Energen holds about 299,914 gross (224,088 net) acres across the Permian, according to a January presentation. The company completed its transformation to a pure Permian operator after divesting its remaining San Juan Basin assets in 2016.
The company doesn’t budget for acquisitions, though Energen said it expects A&D spending to increase as it pursues bolt-on acreage.
In addition, McManus said Energen’s 121,663 gross (88,004 net) acreage position in the Central Basin Platform could serve as a “funder” for a larger acquisition. For now, the company has no plans to market the position.
“If you look at our balance sheet, we don't really need the cash, so it’s not something we're going to monetize unless we needed the cash for either [drilling] acceleration or we needed the cash to help fund something that we bought,” he said.
McManus noted that the acreage would also be worth more in a higher oil price environment but “there's just not a need to sell that asset.”

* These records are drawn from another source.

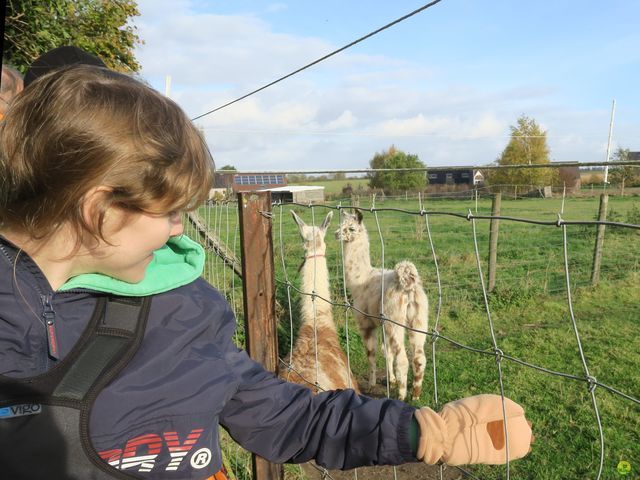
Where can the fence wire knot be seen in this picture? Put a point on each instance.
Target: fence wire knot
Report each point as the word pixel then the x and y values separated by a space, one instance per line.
pixel 435 335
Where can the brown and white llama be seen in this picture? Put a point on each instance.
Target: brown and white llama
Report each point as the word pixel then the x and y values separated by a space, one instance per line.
pixel 405 303
pixel 317 328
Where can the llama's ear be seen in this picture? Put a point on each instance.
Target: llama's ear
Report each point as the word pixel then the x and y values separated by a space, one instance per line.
pixel 327 220
pixel 298 220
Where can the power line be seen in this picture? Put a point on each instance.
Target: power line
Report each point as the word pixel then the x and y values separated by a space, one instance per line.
pixel 424 7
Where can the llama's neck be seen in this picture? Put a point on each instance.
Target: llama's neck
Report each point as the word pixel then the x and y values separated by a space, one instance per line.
pixel 315 278
pixel 357 261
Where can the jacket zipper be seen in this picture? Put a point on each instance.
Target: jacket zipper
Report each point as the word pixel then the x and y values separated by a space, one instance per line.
pixel 49 316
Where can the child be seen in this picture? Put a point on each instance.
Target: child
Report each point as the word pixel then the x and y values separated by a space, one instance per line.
pixel 116 358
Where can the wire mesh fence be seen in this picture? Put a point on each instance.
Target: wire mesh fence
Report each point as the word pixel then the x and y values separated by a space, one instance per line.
pixel 544 335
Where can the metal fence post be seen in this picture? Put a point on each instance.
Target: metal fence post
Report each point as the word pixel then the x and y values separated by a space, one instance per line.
pixel 259 296
pixel 597 252
pixel 493 240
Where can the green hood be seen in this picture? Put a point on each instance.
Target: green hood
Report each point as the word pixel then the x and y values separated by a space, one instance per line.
pixel 177 263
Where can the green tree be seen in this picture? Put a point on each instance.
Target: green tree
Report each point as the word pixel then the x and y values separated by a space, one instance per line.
pixel 396 181
pixel 527 146
pixel 101 27
pixel 623 175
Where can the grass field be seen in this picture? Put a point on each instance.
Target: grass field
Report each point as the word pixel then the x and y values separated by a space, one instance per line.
pixel 530 313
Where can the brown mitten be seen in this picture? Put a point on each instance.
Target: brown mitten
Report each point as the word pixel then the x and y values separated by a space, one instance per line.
pixel 471 430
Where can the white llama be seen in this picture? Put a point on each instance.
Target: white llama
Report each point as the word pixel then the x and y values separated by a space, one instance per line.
pixel 405 303
pixel 317 326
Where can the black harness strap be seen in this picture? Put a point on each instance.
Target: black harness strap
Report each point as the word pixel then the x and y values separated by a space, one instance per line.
pixel 114 332
pixel 57 437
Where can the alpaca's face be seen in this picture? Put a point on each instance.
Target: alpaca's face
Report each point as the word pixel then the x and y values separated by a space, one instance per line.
pixel 351 227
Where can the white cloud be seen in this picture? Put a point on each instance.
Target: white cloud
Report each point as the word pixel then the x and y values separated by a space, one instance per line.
pixel 338 113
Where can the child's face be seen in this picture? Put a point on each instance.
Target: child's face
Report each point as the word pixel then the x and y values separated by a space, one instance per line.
pixel 133 244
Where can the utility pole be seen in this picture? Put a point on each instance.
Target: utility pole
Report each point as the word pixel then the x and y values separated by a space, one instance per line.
pixel 606 168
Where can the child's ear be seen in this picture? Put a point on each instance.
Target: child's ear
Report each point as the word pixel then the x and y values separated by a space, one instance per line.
pixel 96 207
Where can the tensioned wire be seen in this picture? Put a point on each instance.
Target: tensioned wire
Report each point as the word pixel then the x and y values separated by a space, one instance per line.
pixel 592 383
pixel 375 32
pixel 495 350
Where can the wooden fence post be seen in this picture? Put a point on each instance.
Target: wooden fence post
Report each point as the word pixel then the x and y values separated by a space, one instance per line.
pixel 493 240
pixel 259 296
pixel 597 252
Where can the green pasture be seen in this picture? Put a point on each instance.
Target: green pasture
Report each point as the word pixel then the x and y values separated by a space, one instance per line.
pixel 529 309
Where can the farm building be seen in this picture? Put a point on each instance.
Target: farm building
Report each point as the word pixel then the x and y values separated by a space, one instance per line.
pixel 242 182
pixel 454 180
pixel 297 194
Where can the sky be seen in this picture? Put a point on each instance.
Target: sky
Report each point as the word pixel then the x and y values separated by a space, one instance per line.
pixel 445 84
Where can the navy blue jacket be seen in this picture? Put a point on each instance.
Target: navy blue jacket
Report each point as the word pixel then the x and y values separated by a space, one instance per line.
pixel 160 417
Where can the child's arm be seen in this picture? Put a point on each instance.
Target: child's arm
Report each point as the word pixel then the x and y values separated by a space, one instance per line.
pixel 284 422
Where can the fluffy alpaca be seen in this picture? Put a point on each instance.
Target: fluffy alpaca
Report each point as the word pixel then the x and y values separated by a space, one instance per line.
pixel 317 323
pixel 405 303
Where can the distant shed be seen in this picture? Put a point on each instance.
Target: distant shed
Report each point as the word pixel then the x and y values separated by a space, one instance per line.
pixel 297 194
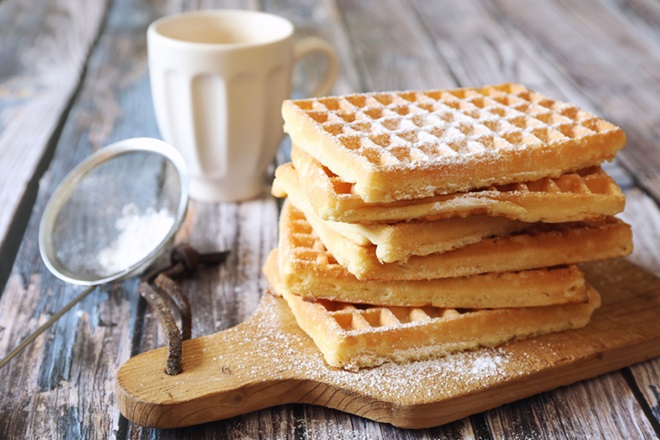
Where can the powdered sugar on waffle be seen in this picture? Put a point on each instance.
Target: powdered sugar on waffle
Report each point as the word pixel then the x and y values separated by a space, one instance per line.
pixel 276 352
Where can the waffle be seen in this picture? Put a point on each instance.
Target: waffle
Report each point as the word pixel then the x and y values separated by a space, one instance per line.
pixel 325 279
pixel 354 336
pixel 399 241
pixel 583 195
pixel 407 145
pixel 543 245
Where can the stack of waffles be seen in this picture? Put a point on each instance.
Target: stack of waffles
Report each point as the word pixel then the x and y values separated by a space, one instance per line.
pixel 422 223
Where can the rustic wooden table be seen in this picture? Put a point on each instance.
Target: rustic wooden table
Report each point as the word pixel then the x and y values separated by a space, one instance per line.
pixel 73 78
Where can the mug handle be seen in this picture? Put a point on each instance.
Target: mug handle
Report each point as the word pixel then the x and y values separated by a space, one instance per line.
pixel 307 46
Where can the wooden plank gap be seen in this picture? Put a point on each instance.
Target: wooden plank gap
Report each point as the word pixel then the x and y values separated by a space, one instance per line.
pixel 643 403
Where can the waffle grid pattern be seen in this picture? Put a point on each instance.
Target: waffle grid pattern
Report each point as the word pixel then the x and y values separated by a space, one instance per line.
pixel 305 244
pixel 588 181
pixel 394 129
pixel 358 318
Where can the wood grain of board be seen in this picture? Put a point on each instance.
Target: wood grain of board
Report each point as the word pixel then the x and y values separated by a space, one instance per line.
pixel 268 360
pixel 73 78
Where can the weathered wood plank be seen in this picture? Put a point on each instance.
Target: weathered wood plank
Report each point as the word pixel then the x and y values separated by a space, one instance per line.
pixel 382 46
pixel 603 55
pixel 77 358
pixel 392 50
pixel 39 73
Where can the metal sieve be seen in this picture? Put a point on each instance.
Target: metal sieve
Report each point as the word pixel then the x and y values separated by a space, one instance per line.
pixel 96 209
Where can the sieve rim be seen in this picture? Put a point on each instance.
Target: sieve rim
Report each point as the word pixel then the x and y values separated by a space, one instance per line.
pixel 64 190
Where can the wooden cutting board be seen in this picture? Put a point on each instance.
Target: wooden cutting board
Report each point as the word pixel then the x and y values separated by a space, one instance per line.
pixel 268 361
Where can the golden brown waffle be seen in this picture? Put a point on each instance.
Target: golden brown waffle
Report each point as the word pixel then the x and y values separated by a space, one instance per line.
pixel 323 278
pixel 399 241
pixel 543 245
pixel 354 336
pixel 583 195
pixel 405 145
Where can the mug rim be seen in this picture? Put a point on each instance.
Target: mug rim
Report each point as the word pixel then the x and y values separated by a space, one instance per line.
pixel 286 32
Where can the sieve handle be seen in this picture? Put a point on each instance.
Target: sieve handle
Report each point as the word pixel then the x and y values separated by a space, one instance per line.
pixel 47 324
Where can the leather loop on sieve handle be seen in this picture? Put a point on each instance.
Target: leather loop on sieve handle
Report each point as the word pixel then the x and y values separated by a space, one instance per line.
pixel 157 299
pixel 310 45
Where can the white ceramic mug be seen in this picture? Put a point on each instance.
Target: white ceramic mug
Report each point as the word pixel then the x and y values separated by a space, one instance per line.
pixel 218 79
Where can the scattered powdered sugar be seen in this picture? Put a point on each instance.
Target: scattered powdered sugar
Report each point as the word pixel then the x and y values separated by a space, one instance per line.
pixel 139 234
pixel 273 351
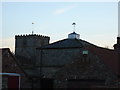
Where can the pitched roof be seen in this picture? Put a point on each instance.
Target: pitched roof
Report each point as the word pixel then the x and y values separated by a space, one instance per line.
pixel 66 43
pixel 110 57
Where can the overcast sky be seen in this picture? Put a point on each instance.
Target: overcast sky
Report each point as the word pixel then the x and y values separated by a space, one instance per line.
pixel 96 22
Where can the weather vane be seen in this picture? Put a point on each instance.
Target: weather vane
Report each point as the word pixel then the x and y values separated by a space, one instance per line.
pixel 73 26
pixel 32 28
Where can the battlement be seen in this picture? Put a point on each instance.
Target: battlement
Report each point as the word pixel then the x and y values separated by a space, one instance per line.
pixel 32 35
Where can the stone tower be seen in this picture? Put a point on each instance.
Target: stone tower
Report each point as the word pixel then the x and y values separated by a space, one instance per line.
pixel 25 47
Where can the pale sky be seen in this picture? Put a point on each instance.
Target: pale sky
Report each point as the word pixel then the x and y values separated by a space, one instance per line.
pixel 96 22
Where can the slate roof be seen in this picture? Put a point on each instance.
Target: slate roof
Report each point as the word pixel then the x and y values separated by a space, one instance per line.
pixel 66 43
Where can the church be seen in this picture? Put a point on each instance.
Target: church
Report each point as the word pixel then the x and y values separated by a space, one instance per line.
pixel 68 63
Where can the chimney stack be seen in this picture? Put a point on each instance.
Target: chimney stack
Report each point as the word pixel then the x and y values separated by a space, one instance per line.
pixel 118 42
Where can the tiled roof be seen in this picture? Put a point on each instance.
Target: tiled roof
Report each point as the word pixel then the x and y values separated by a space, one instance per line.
pixel 110 57
pixel 67 43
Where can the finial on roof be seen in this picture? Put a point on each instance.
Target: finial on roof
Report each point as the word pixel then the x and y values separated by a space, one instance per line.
pixel 32 28
pixel 32 32
pixel 73 26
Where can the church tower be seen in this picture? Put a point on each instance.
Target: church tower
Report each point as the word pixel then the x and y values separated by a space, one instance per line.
pixel 25 47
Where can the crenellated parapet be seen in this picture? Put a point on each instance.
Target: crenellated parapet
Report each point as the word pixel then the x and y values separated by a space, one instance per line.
pixel 32 35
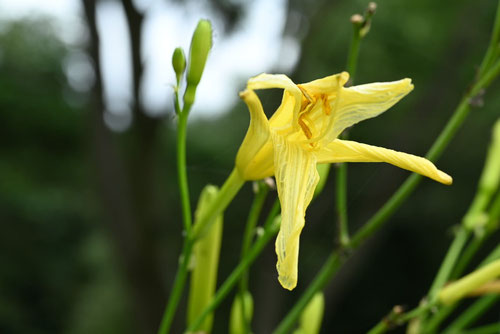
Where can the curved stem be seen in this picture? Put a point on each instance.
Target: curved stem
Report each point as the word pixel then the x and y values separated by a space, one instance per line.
pixel 224 197
pixel 398 319
pixel 271 228
pixel 449 262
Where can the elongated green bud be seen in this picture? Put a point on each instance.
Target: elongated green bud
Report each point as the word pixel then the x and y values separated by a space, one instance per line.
pixel 310 320
pixel 490 178
pixel 179 63
pixel 236 323
pixel 457 290
pixel 200 46
pixel 205 263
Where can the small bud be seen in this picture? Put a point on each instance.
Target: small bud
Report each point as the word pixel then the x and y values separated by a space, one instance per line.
pixel 357 19
pixel 467 284
pixel 200 46
pixel 179 63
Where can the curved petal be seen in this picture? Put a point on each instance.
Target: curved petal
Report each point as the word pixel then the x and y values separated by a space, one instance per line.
pixel 249 167
pixel 351 151
pixel 358 103
pixel 296 179
pixel 327 84
pixel 266 81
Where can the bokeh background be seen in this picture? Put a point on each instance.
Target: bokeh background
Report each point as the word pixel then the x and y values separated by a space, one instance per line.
pixel 89 210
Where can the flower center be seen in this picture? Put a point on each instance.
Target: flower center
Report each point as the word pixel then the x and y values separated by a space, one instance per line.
pixel 308 107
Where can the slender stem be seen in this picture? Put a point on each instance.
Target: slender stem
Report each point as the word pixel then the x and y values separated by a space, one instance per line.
pixel 472 313
pixel 467 256
pixel 331 265
pixel 182 172
pixel 341 203
pixel 253 217
pixel 352 57
pixel 224 197
pixel 178 287
pixel 492 52
pixel 398 319
pixel 487 329
pixel 271 228
pixel 449 262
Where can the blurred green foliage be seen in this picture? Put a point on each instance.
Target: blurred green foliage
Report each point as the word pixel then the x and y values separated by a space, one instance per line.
pixel 59 270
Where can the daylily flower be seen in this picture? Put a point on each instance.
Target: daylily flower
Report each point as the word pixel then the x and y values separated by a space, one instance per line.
pixel 302 133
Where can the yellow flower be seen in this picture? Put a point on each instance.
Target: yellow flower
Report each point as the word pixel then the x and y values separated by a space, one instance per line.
pixel 302 133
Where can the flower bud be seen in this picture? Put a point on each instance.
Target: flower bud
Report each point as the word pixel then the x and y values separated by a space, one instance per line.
pixel 179 63
pixel 467 284
pixel 236 322
pixel 200 46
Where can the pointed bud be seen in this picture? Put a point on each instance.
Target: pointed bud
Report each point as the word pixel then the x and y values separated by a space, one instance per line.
pixel 200 46
pixel 179 63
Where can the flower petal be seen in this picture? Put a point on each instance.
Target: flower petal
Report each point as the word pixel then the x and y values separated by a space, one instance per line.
pixel 351 151
pixel 327 84
pixel 252 161
pixel 358 103
pixel 292 95
pixel 296 179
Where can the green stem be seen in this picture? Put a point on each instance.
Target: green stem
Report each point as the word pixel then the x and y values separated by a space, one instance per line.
pixel 352 57
pixel 341 203
pixel 182 172
pixel 433 323
pixel 398 319
pixel 467 255
pixel 341 171
pixel 271 228
pixel 472 313
pixel 492 52
pixel 226 194
pixel 178 287
pixel 253 216
pixel 449 262
pixel 322 278
pixel 224 197
pixel 488 329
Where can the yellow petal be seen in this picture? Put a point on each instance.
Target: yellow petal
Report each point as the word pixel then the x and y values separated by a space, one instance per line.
pixel 296 179
pixel 355 104
pixel 252 162
pixel 351 151
pixel 326 85
pixel 292 95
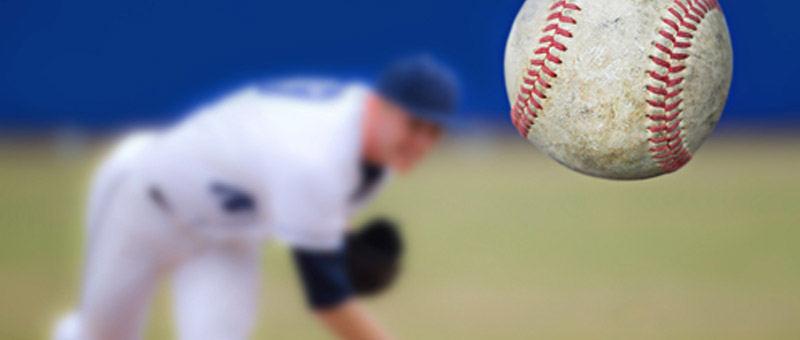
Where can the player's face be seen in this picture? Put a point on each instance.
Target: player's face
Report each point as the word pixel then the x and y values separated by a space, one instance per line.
pixel 411 139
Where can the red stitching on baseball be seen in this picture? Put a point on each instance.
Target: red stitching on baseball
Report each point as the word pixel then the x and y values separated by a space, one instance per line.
pixel 669 150
pixel 533 85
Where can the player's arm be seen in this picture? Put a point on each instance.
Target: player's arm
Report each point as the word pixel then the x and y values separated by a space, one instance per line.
pixel 350 321
pixel 331 296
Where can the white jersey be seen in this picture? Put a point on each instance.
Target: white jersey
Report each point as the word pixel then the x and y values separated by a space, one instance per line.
pixel 280 159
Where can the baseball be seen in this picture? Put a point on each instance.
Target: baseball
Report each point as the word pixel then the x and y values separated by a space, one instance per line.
pixel 619 89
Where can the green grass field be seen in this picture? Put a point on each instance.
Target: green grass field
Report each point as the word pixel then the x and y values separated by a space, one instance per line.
pixel 504 244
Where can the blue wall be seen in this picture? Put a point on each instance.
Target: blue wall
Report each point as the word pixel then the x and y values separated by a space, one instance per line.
pixel 101 63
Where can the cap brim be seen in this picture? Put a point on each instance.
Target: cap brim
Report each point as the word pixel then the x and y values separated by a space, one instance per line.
pixel 436 117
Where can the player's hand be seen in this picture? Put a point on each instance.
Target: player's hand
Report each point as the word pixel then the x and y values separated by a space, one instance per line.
pixel 374 256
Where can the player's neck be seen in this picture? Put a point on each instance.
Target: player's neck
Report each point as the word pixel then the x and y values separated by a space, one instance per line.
pixel 369 145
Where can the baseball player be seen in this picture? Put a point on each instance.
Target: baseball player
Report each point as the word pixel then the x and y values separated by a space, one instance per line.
pixel 290 161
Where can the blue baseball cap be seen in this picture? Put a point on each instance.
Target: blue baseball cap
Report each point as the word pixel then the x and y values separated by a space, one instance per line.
pixel 421 86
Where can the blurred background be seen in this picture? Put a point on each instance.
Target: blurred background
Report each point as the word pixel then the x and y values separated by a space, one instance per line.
pixel 505 243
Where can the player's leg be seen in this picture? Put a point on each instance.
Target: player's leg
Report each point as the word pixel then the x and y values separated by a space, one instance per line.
pixel 124 258
pixel 216 293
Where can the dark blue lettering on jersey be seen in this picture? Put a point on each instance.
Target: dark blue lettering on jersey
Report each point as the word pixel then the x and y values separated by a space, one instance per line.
pixel 233 200
pixel 315 90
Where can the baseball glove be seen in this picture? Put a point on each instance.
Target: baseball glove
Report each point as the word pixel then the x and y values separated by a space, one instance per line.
pixel 374 254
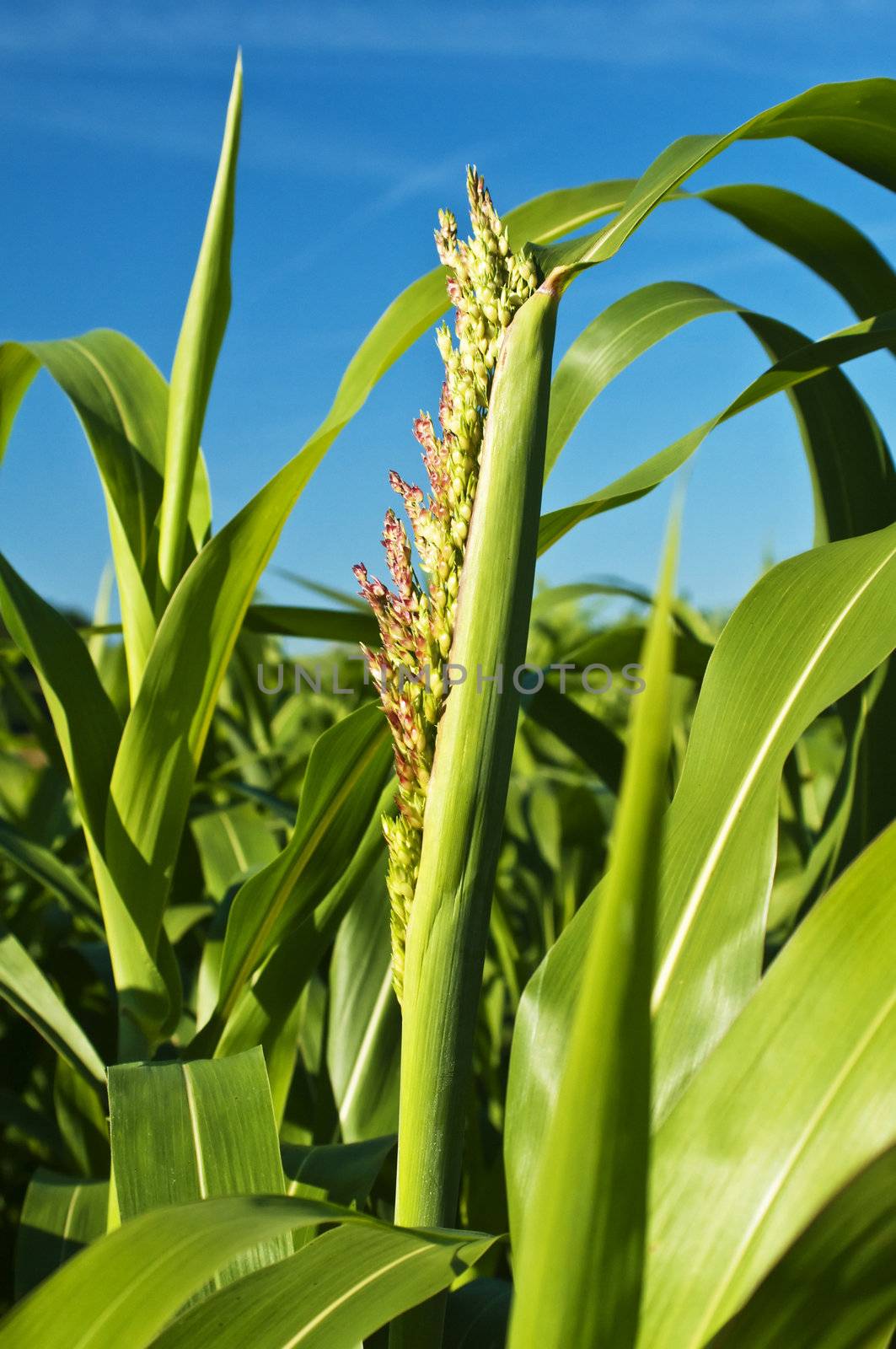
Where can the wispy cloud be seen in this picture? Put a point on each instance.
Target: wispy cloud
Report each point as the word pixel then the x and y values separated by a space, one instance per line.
pixel 639 34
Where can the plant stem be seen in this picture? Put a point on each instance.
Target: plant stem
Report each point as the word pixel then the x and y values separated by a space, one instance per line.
pixel 467 793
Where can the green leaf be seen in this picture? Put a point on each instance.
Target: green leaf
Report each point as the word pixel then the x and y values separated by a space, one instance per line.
pixel 60 1217
pixel 819 238
pixel 801 1305
pixel 85 722
pixel 613 341
pixel 851 121
pixel 343 1171
pixel 584 1224
pixel 121 400
pixel 808 632
pixel 197 348
pixel 168 726
pixel 49 870
pixel 331 1294
pixel 196 1131
pixel 123 1288
pixel 265 1005
pixel 794 1101
pixel 799 362
pixel 476 1315
pixel 345 779
pixel 29 993
pixel 231 843
pixel 363 1039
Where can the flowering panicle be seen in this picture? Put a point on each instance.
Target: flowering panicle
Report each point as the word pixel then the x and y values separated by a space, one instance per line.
pixel 486 285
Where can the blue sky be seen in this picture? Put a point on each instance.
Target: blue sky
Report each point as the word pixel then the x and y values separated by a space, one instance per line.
pixel 358 123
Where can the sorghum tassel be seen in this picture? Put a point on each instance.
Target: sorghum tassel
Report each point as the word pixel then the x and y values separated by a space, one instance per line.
pixel 486 283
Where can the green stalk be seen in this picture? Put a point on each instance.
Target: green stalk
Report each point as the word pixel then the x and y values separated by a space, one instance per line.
pixel 469 787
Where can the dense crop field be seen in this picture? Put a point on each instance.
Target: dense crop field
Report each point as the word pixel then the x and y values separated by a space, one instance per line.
pixel 530 981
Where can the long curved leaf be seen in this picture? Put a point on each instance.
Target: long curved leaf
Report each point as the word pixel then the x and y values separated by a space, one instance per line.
pixel 121 400
pixel 797 364
pixel 29 992
pixel 174 1140
pixel 807 633
pixel 335 1292
pixel 797 1099
pixel 123 1288
pixel 851 121
pixel 584 1224
pixel 801 1305
pixel 197 348
pixel 60 1217
pixel 345 779
pixel 168 726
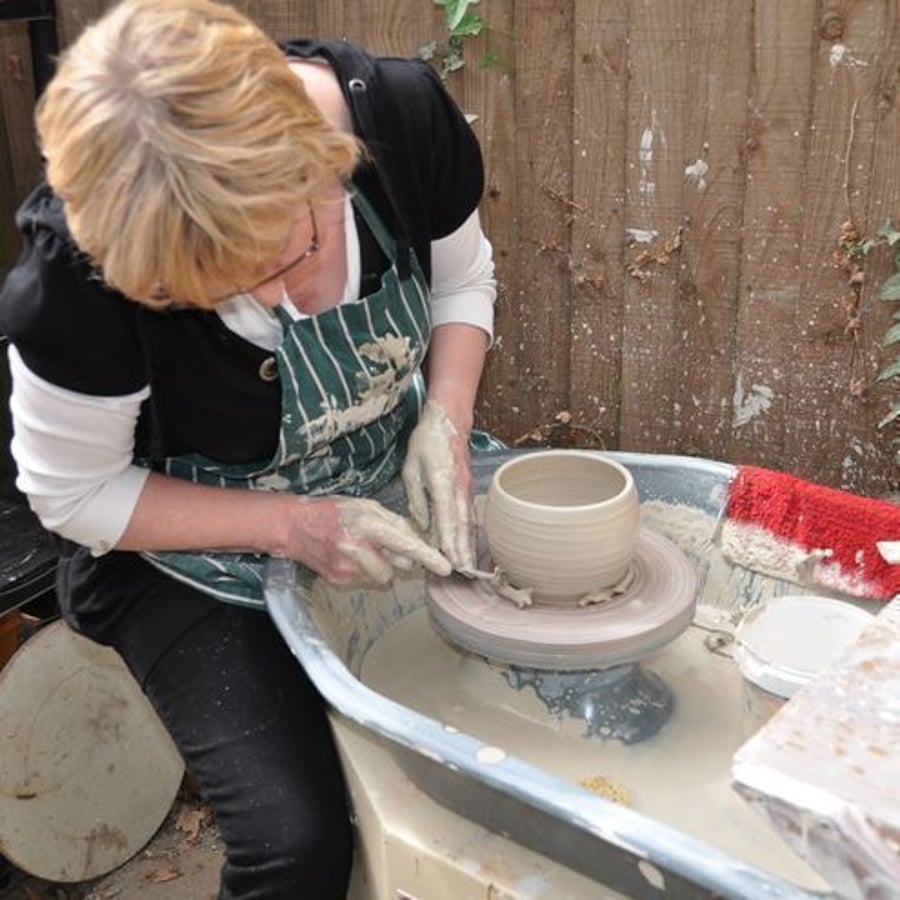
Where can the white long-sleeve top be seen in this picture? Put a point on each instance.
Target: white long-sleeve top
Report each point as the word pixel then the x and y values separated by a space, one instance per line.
pixel 74 451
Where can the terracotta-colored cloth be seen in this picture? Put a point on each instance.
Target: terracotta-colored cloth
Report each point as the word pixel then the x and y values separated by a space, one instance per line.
pixel 810 534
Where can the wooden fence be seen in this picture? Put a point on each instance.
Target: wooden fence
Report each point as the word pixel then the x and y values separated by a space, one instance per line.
pixel 669 187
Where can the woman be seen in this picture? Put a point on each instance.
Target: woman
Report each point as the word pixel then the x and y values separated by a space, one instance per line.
pixel 218 327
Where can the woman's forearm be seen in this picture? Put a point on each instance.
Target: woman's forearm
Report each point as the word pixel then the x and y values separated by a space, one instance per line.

On Feb. 9, Energen reaffirmed its 2017 production growth of about 20%, with capex budgeted at $790 million. The company also disclosed results from its first “Generation 3” completions in the Midland’s Wolfcamp B.
Energen reported that its first two completions in the basin show average cumulative production exceeding a 1 million barrels of oil equivalent EUR type curve using a 7,500-ft lateral well through 90 days.
“We believe the implementation of this upsized completion design presents upside to the EGN production profile,” Gabriele Sorbara, senior equity analyst with The Williams Capital Group LP, in a Feb. 10 report.
In 2017, the company plans to drill 96 gross wells, complete 124 gross wells and exit the year with 33 gross drilled but uncompleted wells. All horizontal wells are scheduled to be completed with its new frack design.
As of year-end, pro forma for the $50 million in bolt-on acquisitions, Sorbara calculates Energen’s total liquidity at about $1.4 billion, consisting of $1.05 billion undrawn on its borrowing base and $336.1 million cash.